The announcements raised eyebrows. Blockworks has spoken with multiple programmers who’ve questioned how close the space really is to a functioning zkEVM.
ZkEVMs would greatly increase Ethereum layer-2 transaction speeds over the status quo of optimistic rollups. The blockchain’s co-founder Vitalik Buterin has hailed the technology as the future of Ethereum scaling.
Zero-knowledge rollups move transactions off-chain for verification before sending a batch of data to be settled on Ethereum. The process relies on a so-called “provider” that can label data as true or false while preserving users’ privacy.
Provers are essential for these kinds of scaling solutions.

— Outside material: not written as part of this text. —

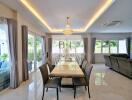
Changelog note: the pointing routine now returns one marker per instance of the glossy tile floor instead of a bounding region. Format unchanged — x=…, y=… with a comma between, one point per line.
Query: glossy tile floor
x=105, y=84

For some, this week’s zkEVM announcements did not contain sufficient indication any team has created a functioning prover.
“We’re not at the point where any team has a zkEVM prover that works,” said Steven Goldfeder, the CEO of Offchain Labs, the developer behind the optimistic rollup Arbitrum. “What I think is happening is they’re quite far from production.”
Not to mention, layer-2 sequencers are still centralized, and most zkEVM builders have yet to actually make their provers — the core of the technology — open source.
Polygon, the layer-2 giant that recently announced a partnership bringing non-fungible tokens (NFTs) to Meta, made its zkEVM code public. Polygon believes clarifying its code sets the company ahead of Scroll and zkSync, neither of which has publicly posted its prover.
But, some question if Polygon’s code is as “full-featured” as advertised. The prover code Polygon uploaded to GitHub is not fully functional. Sources familiar with the technology expressed doubt about Polygon’s code, with one questioning Polygon’s ability to run proofs at all in the program’s current state.
David Schwartz, technical lead at Polygon Hermez, told Blockworks in an email that the code is a work in progress. Commented code sections in the project’s GitHub are not currently operative.
“We are not hiding anything, not in the docs or the code,” Schwartz said. “Competitors like Starkware or zkSync are not open-sourcing their [zero-knowledge] networks at all.”
Starkware, the company behind StarkNet, a zero-knowledge rollup with an open-source prover, emphasized zkEVM technology is not a simple matter.
Building a prover is “a Herculean task in terms of math, engineering and software. We have a team of 100 and have been at it for four years,” Eli Ben-Sasson, the company’s president, told Blockworks in a phone call from EthCC.
Even assuming zkEVMs do have functioning provers, making the prover code public would move layer-2s closer to blockchain’s decentralized ideal.
“If the provider is open-source, then you could verify what’s being done with funds,” Dan Yanev, chief product officer at the layer-2 money market protocol Rhino.fi, told Blockworks.
“These companies are pressured to have something in the hands of users,” Yanev said of layer-2s.
Still, Yanev called Polygon’s open source prover a “big step” for zkEVMs and remains optimistic that layer-2 networks will decentralize as the technology matures.
On the other hand, Goldfeder, whose company runs on optimistic rollups, believes the high cost of zero-knowledge proofs will prohibit zkEVMs from being financially sustainable in the long run.
“Scaling needs to come from scaling solutions, not from [venture capital] funding,” Goldfeder said.
Scroll and zkSync did not immediately return requests for comment.